Image Format Converter
Convert between PNG, JPG, WebP, and AVIF entirely in your browser. Set quality, preserve or strip metadata, and batch-process multiple files at once. No upload, no signup, no compression-quota limits — everything runs locally on your machine using the browser's native image decoders.
Why Format Conversion Still Matters
Different formats are good at different things. JPG is lossy, has no alpha channel, and produces the smallest files for photographs. PNG is lossless, supports transparency, and is the right pick for logos, screenshots, and anything with sharp edges. WebP is roughly 25-35% smaller than JPG at equivalent quality and supports both lossy and lossless modes plus transparency — it's the default modern web image format. AVIF compresses even better than WebP but lacks the universal support WebP enjoys, so it's usually shipped as a fallback layer.
The right format depends on where the image is going. Email attachments still want JPG for compatibility. Modern web pages want WebP with a JPG fallback. App icons want PNG for the alpha channel. Social media platforms each have their own preferences — Instagram converts everything to JPG anyway, so starting from JPG saves a round-trip of recompression.
How It Works
The tool uses the browser's Canvas 2D API. Each input image is decoded into a canvas, then re-encoded via canvas.toBlob() in the target format. The quality slider maps directly to the quality parameter of toBlob() for lossy formats (JPG, WebP, AVIF). For lossless conversions (PNG output, or WebP lossless), the quality slider is ignored. AVIF encoding uses the browser's built-in encoder where available — Chrome and Safari ship one, Firefox is still partial as of mid-2026. If the target format isn't supported by your browser, the tool surfaces a clear error instead of silently producing a corrupt file.

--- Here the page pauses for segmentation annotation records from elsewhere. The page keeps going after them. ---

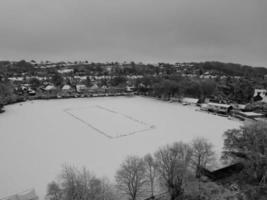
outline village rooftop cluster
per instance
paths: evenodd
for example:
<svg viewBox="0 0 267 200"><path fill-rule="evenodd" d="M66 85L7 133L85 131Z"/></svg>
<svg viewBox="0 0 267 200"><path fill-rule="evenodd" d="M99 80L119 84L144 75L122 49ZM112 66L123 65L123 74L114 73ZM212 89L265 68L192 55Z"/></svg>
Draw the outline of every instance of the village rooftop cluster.
<svg viewBox="0 0 267 200"><path fill-rule="evenodd" d="M1 61L0 80L12 98L34 99L145 95L239 119L266 116L267 69L239 64Z"/></svg>

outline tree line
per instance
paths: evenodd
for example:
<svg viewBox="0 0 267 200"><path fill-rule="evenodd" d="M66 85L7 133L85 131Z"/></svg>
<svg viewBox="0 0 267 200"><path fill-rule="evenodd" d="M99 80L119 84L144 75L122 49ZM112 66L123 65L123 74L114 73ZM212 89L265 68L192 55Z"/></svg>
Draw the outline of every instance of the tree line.
<svg viewBox="0 0 267 200"><path fill-rule="evenodd" d="M256 122L224 134L225 165L244 168L223 181L203 178L200 169L218 162L213 145L204 138L175 142L143 157L128 156L115 174L115 183L87 169L64 165L57 182L48 185L51 200L261 200L267 198L267 123ZM233 189L234 187L234 189Z"/></svg>

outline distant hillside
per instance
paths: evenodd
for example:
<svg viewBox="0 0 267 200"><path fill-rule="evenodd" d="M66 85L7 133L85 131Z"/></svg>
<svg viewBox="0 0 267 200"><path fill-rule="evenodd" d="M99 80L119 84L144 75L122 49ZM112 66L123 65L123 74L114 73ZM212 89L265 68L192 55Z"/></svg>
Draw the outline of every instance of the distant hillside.
<svg viewBox="0 0 267 200"><path fill-rule="evenodd" d="M222 62L204 62L195 63L195 66L204 71L215 71L229 76L263 76L267 74L267 68L264 67L251 67L248 65L241 65L235 63L222 63Z"/></svg>

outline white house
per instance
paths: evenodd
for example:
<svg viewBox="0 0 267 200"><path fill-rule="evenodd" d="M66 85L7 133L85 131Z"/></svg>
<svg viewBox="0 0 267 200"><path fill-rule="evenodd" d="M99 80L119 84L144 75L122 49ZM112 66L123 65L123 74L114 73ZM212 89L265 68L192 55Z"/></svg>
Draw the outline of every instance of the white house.
<svg viewBox="0 0 267 200"><path fill-rule="evenodd" d="M267 90L266 89L255 89L254 90L254 95L253 95L254 100L257 97L261 97L262 99L260 101L263 101L263 102L267 103Z"/></svg>
<svg viewBox="0 0 267 200"><path fill-rule="evenodd" d="M27 190L18 194L10 195L2 198L1 200L38 200L38 196L34 189Z"/></svg>
<svg viewBox="0 0 267 200"><path fill-rule="evenodd" d="M86 85L76 85L77 92L83 92L86 89L87 89Z"/></svg>
<svg viewBox="0 0 267 200"><path fill-rule="evenodd" d="M48 85L45 87L46 91L52 91L52 90L56 90L56 87L54 85Z"/></svg>
<svg viewBox="0 0 267 200"><path fill-rule="evenodd" d="M182 99L182 104L183 105L196 105L198 103L198 99L196 98L188 98L188 97L185 97Z"/></svg>
<svg viewBox="0 0 267 200"><path fill-rule="evenodd" d="M64 85L64 86L62 87L62 90L63 90L63 91L69 91L69 90L71 90L71 86L70 86L70 85Z"/></svg>

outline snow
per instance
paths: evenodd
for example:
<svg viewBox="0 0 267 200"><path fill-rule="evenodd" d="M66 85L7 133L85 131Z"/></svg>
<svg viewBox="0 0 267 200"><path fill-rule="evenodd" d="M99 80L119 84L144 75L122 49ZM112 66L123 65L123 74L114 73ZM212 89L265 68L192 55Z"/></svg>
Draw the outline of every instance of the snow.
<svg viewBox="0 0 267 200"><path fill-rule="evenodd" d="M195 109L144 97L7 106L0 115L0 197L35 188L43 199L65 163L113 180L127 155L143 156L175 141L202 136L220 152L223 132L240 122Z"/></svg>

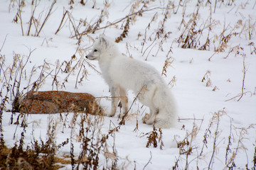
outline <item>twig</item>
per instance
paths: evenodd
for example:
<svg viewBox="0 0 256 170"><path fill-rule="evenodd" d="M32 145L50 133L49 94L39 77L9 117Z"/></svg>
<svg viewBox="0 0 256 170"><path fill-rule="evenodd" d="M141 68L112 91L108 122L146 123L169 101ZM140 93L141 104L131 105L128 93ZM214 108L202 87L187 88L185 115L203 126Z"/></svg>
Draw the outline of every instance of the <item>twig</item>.
<svg viewBox="0 0 256 170"><path fill-rule="evenodd" d="M76 36L78 36L78 35L86 35L86 34L90 33L94 33L94 32L95 32L96 30L105 29L105 28L108 28L108 27L114 26L114 25L116 25L117 23L120 23L120 22L122 22L122 21L124 21L124 20L125 20L125 19L127 19L127 18L129 18L129 17L131 17L131 16L134 16L134 15L137 15L137 14L139 14L139 13L141 14L141 13L144 13L144 12L150 11L153 11L153 10L155 10L155 9L163 9L163 8L164 9L164 8L167 8L156 7L156 8L150 8L150 9L146 9L146 10L143 10L143 11L139 10L139 11L132 13L131 13L131 14L129 14L129 15L124 16L124 18L122 18L117 20L117 21L114 21L114 23L109 23L109 24L108 24L107 26L106 26L97 28L96 28L96 29L95 29L95 30L93 30L93 29L92 29L92 30L85 30L85 31L82 32L81 33L79 33L79 34L78 34L78 35L75 35L72 36L71 38L73 38L76 37ZM172 8L169 8L169 9L172 9Z"/></svg>
<svg viewBox="0 0 256 170"><path fill-rule="evenodd" d="M62 25L62 23L63 23L65 16L65 15L67 14L67 13L68 13L68 11L65 11L65 13L63 14L63 18L62 18L62 20L61 20L61 21L60 21L60 26L59 26L59 27L58 28L58 29L57 29L56 32L55 33L55 34L57 34L58 32L60 31L61 25Z"/></svg>
<svg viewBox="0 0 256 170"><path fill-rule="evenodd" d="M242 72L243 72L243 76L242 76L242 94L241 94L241 96L238 98L238 101L240 101L240 99L242 98L243 94L244 94L244 86L245 86L245 74L246 74L246 68L245 68L245 54L242 55L242 66L243 66L243 69L242 69Z"/></svg>
<svg viewBox="0 0 256 170"><path fill-rule="evenodd" d="M134 103L134 102L136 101L136 100L137 99L137 98L139 97L139 95L141 94L141 92L142 91L142 90L145 90L146 87L144 86L143 86L142 87L142 89L140 89L140 91L139 91L138 94L136 96L135 98L134 99L134 101L132 101L132 105L130 106L129 108L128 109L128 110L127 111L127 113L124 113L124 115L122 117L122 120L119 122L119 125L124 125L125 123L125 120L124 118L126 117L126 115L128 114L129 111L131 110L132 106L133 106L133 104Z"/></svg>
<svg viewBox="0 0 256 170"><path fill-rule="evenodd" d="M3 45L2 45L2 46L1 47L1 49L0 49L0 52L1 51L1 50L2 50L3 47L4 47L4 44L5 44L5 42L6 42L6 39L7 39L7 35L8 35L8 34L6 34L6 38L4 38Z"/></svg>
<svg viewBox="0 0 256 170"><path fill-rule="evenodd" d="M212 164L212 162L213 162L213 157L214 157L214 154L215 154L215 147L216 147L216 140L217 140L217 136L218 136L218 125L219 125L219 120L220 120L220 111L218 112L217 113L217 127L216 127L216 130L215 132L215 135L214 135L214 140L213 140L213 154L212 154L212 156L210 157L210 163L209 163L209 165L208 165L208 169L212 169L210 168L210 164Z"/></svg>
<svg viewBox="0 0 256 170"><path fill-rule="evenodd" d="M144 166L143 170L145 169L146 166L149 164L149 162L151 162L151 159L152 159L152 153L151 153L151 152L150 151L150 158L149 158L149 162L146 163L146 164Z"/></svg>
<svg viewBox="0 0 256 170"><path fill-rule="evenodd" d="M51 6L50 6L50 9L49 9L49 11L48 11L48 14L47 14L47 16L46 16L46 18L45 20L43 21L43 23L41 27L40 28L40 29L39 29L39 30L38 30L38 33L37 35L36 35L36 37L39 36L39 33L40 33L40 32L41 31L43 26L44 26L45 23L46 23L47 20L49 18L49 16L50 16L50 15L51 14L50 12L51 12L51 11L53 10L53 6L54 6L54 4L55 4L55 3L56 3L56 0L53 0L53 4L51 4Z"/></svg>

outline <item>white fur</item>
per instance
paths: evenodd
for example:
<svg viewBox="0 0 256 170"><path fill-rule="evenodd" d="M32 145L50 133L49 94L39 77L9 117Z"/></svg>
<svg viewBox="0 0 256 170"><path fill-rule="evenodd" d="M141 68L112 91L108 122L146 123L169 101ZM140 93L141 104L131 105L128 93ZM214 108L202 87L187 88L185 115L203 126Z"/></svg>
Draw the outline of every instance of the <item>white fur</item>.
<svg viewBox="0 0 256 170"><path fill-rule="evenodd" d="M104 35L96 40L86 57L98 60L103 78L110 86L113 98L112 111L108 116L114 115L119 99L123 108L122 115L126 114L127 90L132 89L139 94L138 98L142 104L150 109L149 115L143 118L144 123L161 128L175 126L177 120L174 100L153 67L122 55L115 44Z"/></svg>

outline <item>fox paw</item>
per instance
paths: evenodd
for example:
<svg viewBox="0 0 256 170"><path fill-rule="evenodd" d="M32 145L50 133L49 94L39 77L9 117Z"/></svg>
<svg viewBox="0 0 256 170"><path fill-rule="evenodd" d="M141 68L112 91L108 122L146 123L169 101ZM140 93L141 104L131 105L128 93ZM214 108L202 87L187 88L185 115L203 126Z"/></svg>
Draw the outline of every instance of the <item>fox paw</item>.
<svg viewBox="0 0 256 170"><path fill-rule="evenodd" d="M148 120L149 118L149 115L148 113L146 113L144 117L142 118L142 123L146 123L146 120Z"/></svg>

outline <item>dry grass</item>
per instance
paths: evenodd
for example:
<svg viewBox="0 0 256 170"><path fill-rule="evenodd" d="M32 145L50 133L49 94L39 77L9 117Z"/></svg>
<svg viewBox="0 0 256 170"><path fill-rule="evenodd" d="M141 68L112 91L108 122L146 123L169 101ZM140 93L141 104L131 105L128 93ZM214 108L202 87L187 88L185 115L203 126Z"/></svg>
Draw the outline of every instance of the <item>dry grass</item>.
<svg viewBox="0 0 256 170"><path fill-rule="evenodd" d="M17 13L13 22L19 24L21 35L39 36L42 32L47 21L51 17L54 5L56 1L53 0L51 6L48 10L41 11L40 16L36 16L35 13L38 10L40 3L38 1L33 1L31 4L28 4L26 1L10 1L10 8L17 7ZM80 4L82 6L87 5L87 1L68 1L70 8L74 8L75 4ZM82 38L85 37L88 40L92 40L92 34L97 33L98 31L110 28L116 28L120 32L120 35L116 38L116 42L120 42L125 40L125 38L131 33L131 28L137 24L138 18L143 17L144 13L151 11L154 15L148 23L144 24L143 31L137 33L137 40L141 41L141 45L136 47L137 51L140 52L146 60L151 57L157 57L160 52L166 52L166 60L162 68L161 74L167 76L168 68L171 67L174 62L172 53L172 44L169 49L164 49L163 45L170 42L172 33L167 29L169 21L172 17L176 17L178 13L182 16L181 19L179 35L177 35L176 41L174 42L181 48L192 48L200 50L212 50L215 53L208 58L208 60L213 57L215 54L227 52L229 55L242 57L243 58L243 78L241 86L241 93L231 98L237 98L239 101L247 92L244 91L244 86L246 84L245 74L247 67L245 64L245 55L243 47L241 46L232 46L231 42L234 38L242 38L248 40L248 45L250 48L250 54L256 54L255 42L251 40L255 35L255 21L251 16L244 16L244 20L238 21L234 26L228 25L224 23L220 33L215 34L214 28L221 23L218 21L213 19L214 13L218 6L225 6L235 8L235 1L198 1L194 8L193 13L187 13L188 4L184 1L179 1L178 4L174 4L169 1L163 6L150 8L150 5L154 1L134 1L131 5L130 10L124 17L115 21L108 21L109 9L111 4L109 1L104 1L104 6L100 10L99 16L91 21L80 16L80 19L75 18L69 9L63 9L63 17L58 18L60 24L55 34L58 35L65 29L65 26L70 26L70 37L75 38L77 42L77 50L70 57L68 61L57 61L54 68L53 66L45 62L41 66L35 66L31 70L26 69L28 62L33 55L34 50L28 49L27 55L22 55L14 52L13 63L11 65L6 65L6 57L1 53L1 50L4 47L4 42L0 50L0 81L3 86L0 89L0 96L1 101L0 103L0 169L57 169L65 164L71 165L73 169L119 169L119 160L117 149L114 145L115 133L119 132L122 125L125 124L128 118L126 115L130 110L132 106L135 103L138 96L134 98L130 108L125 115L122 118L119 125L114 126L110 125L110 129L107 132L102 130L104 120L100 115L92 116L82 113L67 113L62 116L61 123L54 120L50 120L48 125L47 137L45 141L39 140L33 137L31 145L24 144L24 137L26 134L28 126L27 115L17 113L19 110L19 105L17 104L19 98L28 91L38 91L44 85L46 79L50 79L52 82L52 90L59 90L65 87L65 84L70 80L74 72L78 71L76 76L76 81L74 84L75 88L78 85L86 80L88 74L88 67L92 69L97 74L100 74L95 66L85 60L83 56L87 51L87 48L81 46ZM238 8L243 8L245 4ZM23 9L26 6L31 6L31 18L28 21L23 21ZM97 8L96 1L93 1L92 8ZM208 17L206 19L202 18L200 15L201 10L208 8L209 10ZM180 11L181 10L181 11ZM42 19L42 16L46 17ZM190 17L188 17L190 16ZM25 28L27 23L28 28ZM8 38L6 37L6 38ZM140 40L142 39L142 40ZM168 47L169 47L168 46ZM132 46L127 45L128 52L129 48ZM156 52L152 54L152 51ZM129 55L129 56L132 56ZM192 62L192 60L191 61ZM30 72L30 74L28 74ZM26 77L26 79L24 79ZM34 79L37 77L37 79ZM177 78L176 76L170 81L171 86L176 85ZM206 86L213 86L210 80L210 71L207 71L204 74L202 82ZM25 85L26 84L26 85ZM218 90L217 86L214 86L213 91ZM251 93L252 94L252 93ZM254 92L254 95L255 91ZM139 94L138 94L139 95ZM106 97L108 98L108 97ZM4 141L3 114L4 110L6 110L8 103L13 103L12 116L10 123L16 125L23 129L21 132L20 139L16 141L14 146L7 148ZM18 114L17 119L14 120L14 115ZM70 136L61 143L56 143L56 127L59 123L63 125L66 125L67 117L72 115L72 118L68 125L70 128ZM134 113L137 116L138 114ZM213 169L215 166L214 159L218 155L218 146L217 141L221 136L220 125L222 123L221 118L228 117L225 110L218 110L213 113L209 123L206 123L208 120L184 118L179 119L184 123L183 130L186 130L186 136L183 139L175 139L177 142L177 148L179 153L176 160L172 166L173 169L189 169L191 166L195 165L194 169L201 169L199 164L203 164L208 169ZM187 126L191 125L191 120L193 120L193 126L190 129L186 129ZM199 125L198 121L201 121ZM202 132L201 125L205 123L207 129ZM75 130L79 127L78 134ZM238 128L233 125L232 118L229 125L229 135L221 137L226 142L225 152L225 167L224 169L233 169L236 168L237 155L240 152L245 152L246 146L244 141L246 140L246 133L250 128L255 128L255 125L250 127ZM135 130L139 130L138 120ZM160 149L164 149L163 134L161 129L153 130L146 133L147 141L145 143L146 147L159 147ZM201 143L196 142L196 139L201 139ZM74 152L75 141L80 142L80 150L79 154L76 155ZM198 141L198 140L197 140ZM57 152L67 144L70 146L70 153L68 155L59 156ZM111 145L111 147L110 147ZM149 161L151 159L152 155ZM104 163L100 159L104 159ZM255 154L253 158L248 158L249 161L252 161L253 167L248 167L247 164L245 164L243 169L250 168L255 169L256 167L256 147L255 147ZM203 162L203 163L202 163ZM206 164L205 162L207 162ZM60 165L60 164L62 165ZM125 164L122 164L125 167ZM144 168L148 165L146 164ZM7 168L8 167L8 168ZM240 168L240 167L239 167ZM134 168L134 169L136 167Z"/></svg>

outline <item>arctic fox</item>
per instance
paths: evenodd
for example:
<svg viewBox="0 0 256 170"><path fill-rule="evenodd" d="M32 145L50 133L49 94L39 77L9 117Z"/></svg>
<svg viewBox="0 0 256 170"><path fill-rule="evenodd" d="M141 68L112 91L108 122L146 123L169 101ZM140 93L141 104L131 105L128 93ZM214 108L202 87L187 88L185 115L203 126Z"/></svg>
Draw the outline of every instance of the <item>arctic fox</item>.
<svg viewBox="0 0 256 170"><path fill-rule="evenodd" d="M119 99L123 110L121 116L127 114L127 90L132 89L140 102L149 108L150 113L143 118L143 123L154 124L157 128L175 126L177 116L174 99L153 67L122 55L114 42L102 35L95 40L86 58L99 62L102 76L110 86L112 110L107 115L114 115Z"/></svg>

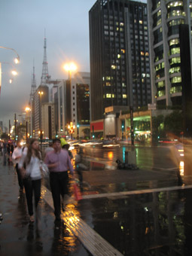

To compare what JPEG, PNG, WebP, and AVIF would each weigh at the same dimensions before converting, the File Size Estimator prints a side-by-side bits-per-pixel table.
Need to compress before converting? Run the input through the image compressor first. Need to resize? The bulk image resizer handles dimensions before format. For removing the background on a photo before converting, the background remover runs locally too.
Common Use Cases
Converting a folder of PNG screenshots to WebP for a documentation site (often 70% smaller, identical-looking). Producing JPG versions of design exports for email-friendly sharing. Stripping the alpha channel from a PNG by converting to JPG so a print service doesn't reject it. Generating AVIF versions to ship behind a fallback for the bandwidth-conscious tier of visitors.
How We Compare
Cloud converters like CloudConvert and TinyPNG are excellent at compression — TinyPNG's algorithms are state of the art — but they upload your images. If the image is a product photo, a draft graphic, or anything internal, that's a non-starter. Desktop tools like ImageMagick and FFmpeg do everything this tool does and more, but require installation and command-line comfort. For a quick browser-based conversion of a few files, this tool is the lowest-friction path. For batch conversion of hundreds of files, a CLI tool will be faster.